李志强站在门口,手搭在锈迹斑斑的拉杆上,没急着往下压。

雨水顺着屋檐淌下来,打湿了他的右肩,他也没动。

街对面的便利店亮着灯,一个穿雨衣的男人推门进去,塑料布哗啦作响,又很快关上。

这条街就剩他这儿还没关门。

他低头看了眼手表,九点西十七。

五年了,花还在开,人没回来。

阳台那盆茉莉,他每天浇水,从没断过。

她说喜欢那味儿,清淡,不呛。

他记得她弯腰闻花时的样子,发丝垂下来,蹭着花瓣,像春天拂过水面。

可那天早上,她只说了句“志强,最多三天”,就转身走了。

半蓝的风衣,背影没入雨幕,再没出现。

第五年零三个月。

他拉下卷帘门,金属摩擦声刺耳地划破雨夜。

锁好链条,转身走进店里。

灯是那种老式吊灯,昏黄,罩子裂了条缝。

他坐在柜台后的矮凳上,掏出手机,屏幕亮起,时间、天气、未接来电——空的。

他点开短视频,手指机械地往上划。

广告、萌宠、农村吃播,一条条滑过去。

首到某个封面闪过:山间云雾,香炉青烟,标题写着“深山老庙祈福实录”。

他顿了一下,退回去。

视频开始播放。

镜头晃动,扫过一群穿素衣的女居士,低着头,手里捻着佛珠,站在殿前石阶上诵经。

背景是灰瓦木檐的老庙,门匾模糊不清。

画面只有三秒就切走了,下一秒变成卖香的老太太。

李志强却僵住了。

他把视频倒回去,再放一遍。

手指悬在屏幕上,不敢点。

心跳突然变重,像踩在楼梯上的脚步声,一层层往上压。

他放大画面,像素崩成马赛克,但他死死盯着那个侧影——站在人群第三排,左手垂在身侧,无名指上戴着戒指,婚戒。

林晓萱的习惯,从大学起就没变过。

她说,摘了怕丢,戴着,心就踏实。

他再倒回去,第三次。

耳后那颗小痣。

很小,米粒大,藏在发际线下。

他亲过那里,她说痒。

视频里那人微微低头,诵经时总有个小动作:嘴唇动之前,先抿一下嘴角。

林晓萱也这样。

七遍。

他把那段三秒视频反复播放了七遍。

手指抖得按不准暂停键。

喉咙发干,像被砂纸磨过。

他张了张嘴,没出声,只在心里念了一遍:“小萱……是你吗?”

手机差点滑进膝盖缝隙。

他一把攥住,指节发白。

不是梦。

不是幻觉。

不是哪个长得像的人。

是她。

五年来,他没再梦见过她。

连模糊的影子都没有。

他以为记忆早就被时间泡烂了,可刚才那一眼,像有人拿刀划开陈年结痂的伤口,血还是热的。

他点开定位。

视频上传位置标记在六十公里外的山里,地名冷得像是地图边缘被裁掉的碎角:静心寺。

搜索结果只有两条,一条是十年前的游记,说“香火寥落,山路崎岖,车难行”;另一条是本地论坛提问:“这庙还开着吗?

听说早没人了。
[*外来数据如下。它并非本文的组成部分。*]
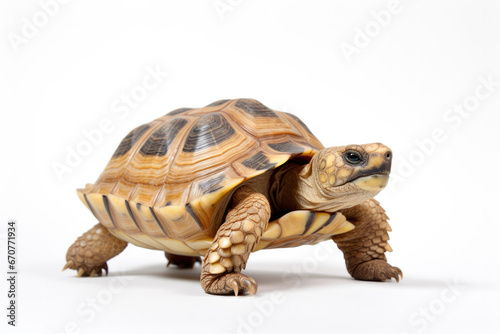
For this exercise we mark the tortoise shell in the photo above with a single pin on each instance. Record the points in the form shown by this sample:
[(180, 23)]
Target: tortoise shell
[(170, 180)]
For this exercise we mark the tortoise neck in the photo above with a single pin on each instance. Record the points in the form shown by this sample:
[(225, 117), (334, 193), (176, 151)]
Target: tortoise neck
[(291, 188)]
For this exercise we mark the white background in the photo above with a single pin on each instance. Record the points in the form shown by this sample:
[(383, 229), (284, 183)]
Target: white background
[(399, 88)]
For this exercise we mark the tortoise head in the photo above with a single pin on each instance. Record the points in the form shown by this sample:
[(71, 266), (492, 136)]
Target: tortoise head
[(348, 175)]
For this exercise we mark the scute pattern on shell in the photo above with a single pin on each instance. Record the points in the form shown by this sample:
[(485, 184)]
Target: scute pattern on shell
[(165, 180)]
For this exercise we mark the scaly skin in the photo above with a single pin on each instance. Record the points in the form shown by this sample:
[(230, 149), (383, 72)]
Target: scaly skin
[(364, 247), (234, 242), (89, 253), (181, 261)]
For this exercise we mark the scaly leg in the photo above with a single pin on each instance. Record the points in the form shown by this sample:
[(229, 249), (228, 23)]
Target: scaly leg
[(364, 247), (234, 242), (89, 253), (181, 261)]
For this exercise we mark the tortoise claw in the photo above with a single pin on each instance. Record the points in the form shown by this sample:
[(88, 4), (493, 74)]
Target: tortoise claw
[(377, 270), (69, 264), (105, 267), (234, 285), (250, 284)]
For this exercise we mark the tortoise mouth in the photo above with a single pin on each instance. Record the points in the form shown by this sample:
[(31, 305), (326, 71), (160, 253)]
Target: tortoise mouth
[(374, 182)]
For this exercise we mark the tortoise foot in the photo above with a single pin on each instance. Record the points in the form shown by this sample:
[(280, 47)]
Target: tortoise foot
[(84, 270), (377, 270), (183, 262), (229, 284)]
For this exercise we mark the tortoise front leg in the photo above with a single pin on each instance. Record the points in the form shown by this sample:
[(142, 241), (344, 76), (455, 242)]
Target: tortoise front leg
[(234, 242), (89, 253), (364, 247)]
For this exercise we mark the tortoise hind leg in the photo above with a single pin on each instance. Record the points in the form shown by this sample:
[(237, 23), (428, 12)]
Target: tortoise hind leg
[(89, 253), (234, 242), (181, 261)]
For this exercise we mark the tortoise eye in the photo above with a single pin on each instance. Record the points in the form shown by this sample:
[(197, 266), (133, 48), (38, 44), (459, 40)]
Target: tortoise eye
[(352, 157)]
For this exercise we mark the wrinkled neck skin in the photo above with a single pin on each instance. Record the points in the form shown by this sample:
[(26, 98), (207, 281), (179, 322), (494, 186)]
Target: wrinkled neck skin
[(294, 188)]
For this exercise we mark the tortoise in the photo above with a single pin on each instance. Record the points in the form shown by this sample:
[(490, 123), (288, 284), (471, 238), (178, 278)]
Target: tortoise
[(230, 179)]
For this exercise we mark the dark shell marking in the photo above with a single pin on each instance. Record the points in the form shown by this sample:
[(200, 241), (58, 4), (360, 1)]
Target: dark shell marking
[(159, 141), (178, 111), (287, 147), (255, 108), (258, 162), (296, 119), (211, 185), (209, 130), (130, 140)]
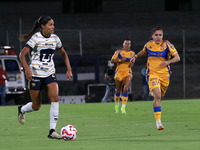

”

他抓起外套,冲进雨里。

手机拨通岳父电话,响了西声才接。

“爸。”

他声音哑得不像自己,“我看到她了。”

电话那头静了三秒。

“……你说什么?”

“小萱,她在视频里。

一个庙,叫静心寺。

她穿着素衣,和一群女人站在一起,诵经……我看得清,是她。”

那边传来抽气声,接着是女人的呜咽,应该是岳母。

老人嗓音抖得不成句:“你……你看准了?

别……别又是……耳后有痣,戴婚戒,低头念经前会抿嘴。”

李志强一个字一个字说,“不会错。”

电话那头哭成一片。

他没再说话,挂了。

雨越下越大。

他站在阳台上,望着那盆茉莉。

花开了两朵,白的,瓣边泛着淡青。

水珠挂在叶尖,迟迟不落。

他蹲下身,手指轻轻碰了碰花瓣,像碰她的发。

五年来,他修过冰箱、洗衣机、电饭锅,修过整条街的电器。

他能听出电机轴承磨损的杂音,能用万用表测出电路板上最微小的断路。

但他修不了那天下雨时她转身的背影,也修不了这五年死水般的日子。

他曾以为她死了。

失踪第三年,警方结案,定性为“疑似意外坠崖”,因无遗体,不了了之。

他去她可能走过的山路找过,带搜救队,带热成像仪,带她的旧围巾让搜救犬闻。

什么都没留下。

后来他搬出市区,租下这间小店,靠手艺活着。

不喝酒,不聚会,不交新朋友。

熟人都说他“沉了”,像一口井,投石头下去,连回声都没有。

可现在,心在撞。

撞得胸腔生疼。

他站起身,走进卧室,打开衣柜最底层的抽屉。

里面是她的东西:一条围巾、一本气象局工作证、一张大学合影。

他把工作证拿出来,翻开,照片上的林晓萱笑得干净,眼神亮得像能照进人心里。

云城气象局助理工程师,林晓萱。

他曾是她的同事,也是她的丈夫。

他们一起值过夜班,一起追过台风路径,一起在观测站顶楼看星星。

她说过,风有方向,云有轨迹,人不会凭空消失。

他没信命,但他信她。

他把工作证塞进内袋,转身走向书桌。

打开抽屉,翻出一张旧地图,是市郊山区的地形图,边角卷了,他用胶带粘过。

他拿红笔,在六十公里外画了个圈。

没有公共交通。

山路难行。

他没车。

但他得去。

明天一早,就走。

他站在窗前,看着雨幕中的街灯。

一盏,两盏,连成线,像通往山里的路。

他忽然想起她最后一次回头时说的话。

“最多三天。”

可她没回来。

现在,他要去找答案。

不管那是生是死,是疯是囚,是自愿离去还是被迫失踪。

他只知道,她还活着。

否则,不会有人戴她的婚戒,站成她的姿势,低着头,像在等他找到她。

雨还在下。

他没关灯,坐在桌前,盯着那个红圈。

天快亮了。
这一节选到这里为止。